CI (Continuous Integration)

Définition

L’intégration continue est un ensemble de pratiques utilisées en génie logiciel consistant à vérifier à chaque modification de code source que le résultat des modifications ne produit pas de régression dans l’application développée.

Le concept a pour la première fois été mentionné par Grady Booch et se réfère généralement à la pratique de l’extreme programming.

Le principal but de cette pratique est de détecter les problèmes d’intégration au plus tôt lors du développement.

De plus, elle permet d’automatiser l’exécution des suites de tests et de voir l’évolution du développement du logiciel.

L’intégration continue est de plus en plus utilisée en entreprise afin d’améliorer la qualité du code et du produit final.

Continuous integration

In software engineering, continuous integration (CI) is the practice of merging all developer working copies to a shared mainline several times a day.

Grady Booch first proposed the term CI in his 1991 method, although he did not advocate integrating several times a day.

Extreme programming (XP) adopted the concept of CI and did advocate integrating more than once per day – perhaps as many as tens of times per day.

Continuous Integration (gitlab definition)

Consider an application which has its code stored in a Git repository in GitLab.

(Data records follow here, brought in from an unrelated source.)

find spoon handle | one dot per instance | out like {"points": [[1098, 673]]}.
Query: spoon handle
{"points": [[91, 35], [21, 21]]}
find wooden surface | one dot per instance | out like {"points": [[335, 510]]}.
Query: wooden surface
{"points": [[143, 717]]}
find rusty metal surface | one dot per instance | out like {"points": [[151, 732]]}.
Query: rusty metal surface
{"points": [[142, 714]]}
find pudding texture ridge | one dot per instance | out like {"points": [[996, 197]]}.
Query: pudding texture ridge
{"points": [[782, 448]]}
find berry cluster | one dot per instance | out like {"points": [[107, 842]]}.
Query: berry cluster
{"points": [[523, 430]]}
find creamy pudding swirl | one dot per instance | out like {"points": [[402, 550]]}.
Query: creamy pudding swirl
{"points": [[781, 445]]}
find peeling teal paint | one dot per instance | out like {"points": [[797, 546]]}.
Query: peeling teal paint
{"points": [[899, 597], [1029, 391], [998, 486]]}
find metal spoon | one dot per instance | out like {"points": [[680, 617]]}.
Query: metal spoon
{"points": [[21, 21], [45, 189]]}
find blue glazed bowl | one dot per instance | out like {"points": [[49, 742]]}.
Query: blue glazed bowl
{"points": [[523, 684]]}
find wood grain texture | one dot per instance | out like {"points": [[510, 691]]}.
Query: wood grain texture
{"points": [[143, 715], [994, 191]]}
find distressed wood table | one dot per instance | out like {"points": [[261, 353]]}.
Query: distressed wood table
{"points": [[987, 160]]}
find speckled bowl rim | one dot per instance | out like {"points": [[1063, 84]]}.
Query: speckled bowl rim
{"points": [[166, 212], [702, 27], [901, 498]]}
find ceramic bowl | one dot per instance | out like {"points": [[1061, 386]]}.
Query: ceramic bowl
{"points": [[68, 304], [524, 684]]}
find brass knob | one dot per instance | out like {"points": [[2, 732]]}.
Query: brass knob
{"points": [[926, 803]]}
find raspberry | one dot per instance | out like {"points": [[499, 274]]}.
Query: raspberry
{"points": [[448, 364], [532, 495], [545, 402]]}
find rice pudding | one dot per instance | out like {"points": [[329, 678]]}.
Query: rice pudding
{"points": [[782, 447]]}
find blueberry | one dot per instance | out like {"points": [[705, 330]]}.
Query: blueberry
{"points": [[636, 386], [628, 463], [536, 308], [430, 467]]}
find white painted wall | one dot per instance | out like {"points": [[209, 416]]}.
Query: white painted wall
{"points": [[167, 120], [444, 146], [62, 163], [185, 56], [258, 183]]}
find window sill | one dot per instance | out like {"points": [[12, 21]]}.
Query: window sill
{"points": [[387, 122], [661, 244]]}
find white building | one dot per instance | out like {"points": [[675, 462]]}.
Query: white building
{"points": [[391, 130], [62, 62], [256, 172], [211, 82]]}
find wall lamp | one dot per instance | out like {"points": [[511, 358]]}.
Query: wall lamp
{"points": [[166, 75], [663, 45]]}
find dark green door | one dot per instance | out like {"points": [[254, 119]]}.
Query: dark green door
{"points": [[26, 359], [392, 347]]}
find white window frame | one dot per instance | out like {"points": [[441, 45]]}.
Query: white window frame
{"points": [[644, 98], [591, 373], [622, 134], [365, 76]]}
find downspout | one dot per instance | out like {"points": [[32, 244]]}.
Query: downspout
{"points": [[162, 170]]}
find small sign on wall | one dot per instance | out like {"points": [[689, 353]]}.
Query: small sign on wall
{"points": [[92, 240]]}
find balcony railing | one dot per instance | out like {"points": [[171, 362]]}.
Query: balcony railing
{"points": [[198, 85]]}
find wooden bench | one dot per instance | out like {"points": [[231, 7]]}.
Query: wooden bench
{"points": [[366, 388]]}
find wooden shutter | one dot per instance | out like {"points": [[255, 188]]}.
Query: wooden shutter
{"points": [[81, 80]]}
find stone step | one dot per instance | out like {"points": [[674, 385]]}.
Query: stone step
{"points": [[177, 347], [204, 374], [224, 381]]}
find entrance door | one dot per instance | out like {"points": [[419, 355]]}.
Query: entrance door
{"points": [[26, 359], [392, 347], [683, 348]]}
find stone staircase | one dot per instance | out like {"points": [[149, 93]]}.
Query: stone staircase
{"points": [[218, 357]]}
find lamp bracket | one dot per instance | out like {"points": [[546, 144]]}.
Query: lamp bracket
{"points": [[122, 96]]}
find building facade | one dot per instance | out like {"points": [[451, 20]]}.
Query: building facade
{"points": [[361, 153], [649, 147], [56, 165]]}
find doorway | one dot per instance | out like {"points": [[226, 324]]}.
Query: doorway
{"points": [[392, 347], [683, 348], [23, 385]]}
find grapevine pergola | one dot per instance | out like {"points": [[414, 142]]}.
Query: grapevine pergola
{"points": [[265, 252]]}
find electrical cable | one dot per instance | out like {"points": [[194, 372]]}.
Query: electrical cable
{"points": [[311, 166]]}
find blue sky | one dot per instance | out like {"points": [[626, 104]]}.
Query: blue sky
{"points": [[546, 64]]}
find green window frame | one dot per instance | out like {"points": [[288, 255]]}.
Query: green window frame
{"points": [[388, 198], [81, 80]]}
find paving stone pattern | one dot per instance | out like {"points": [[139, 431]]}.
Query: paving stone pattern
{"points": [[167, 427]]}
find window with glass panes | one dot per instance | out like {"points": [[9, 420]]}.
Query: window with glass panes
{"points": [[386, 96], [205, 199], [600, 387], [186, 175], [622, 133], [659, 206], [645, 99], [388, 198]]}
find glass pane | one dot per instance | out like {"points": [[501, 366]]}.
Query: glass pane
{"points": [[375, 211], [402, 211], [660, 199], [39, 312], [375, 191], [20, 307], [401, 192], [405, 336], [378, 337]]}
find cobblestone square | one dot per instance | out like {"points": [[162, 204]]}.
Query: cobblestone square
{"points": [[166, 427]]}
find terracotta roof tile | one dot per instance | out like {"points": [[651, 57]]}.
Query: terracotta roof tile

Developers push code changes every day, multiple times a day.

For every push to the repository, you can create a set of scripts to build and test your application automatically, decreasing the chance of introducing errors to your app.

This practice is known as Continuous Integration; for every change submitted to an application - even to development branches - it’s built and tested automatically and continuously, ensuring the introduced changes pass all tests, guidelines, and code compliance standards you established for your app.

GitLab itself is an example of using Continuous Integration as a software development method. For every push to the project, there’s a set of scripts the code is checked against.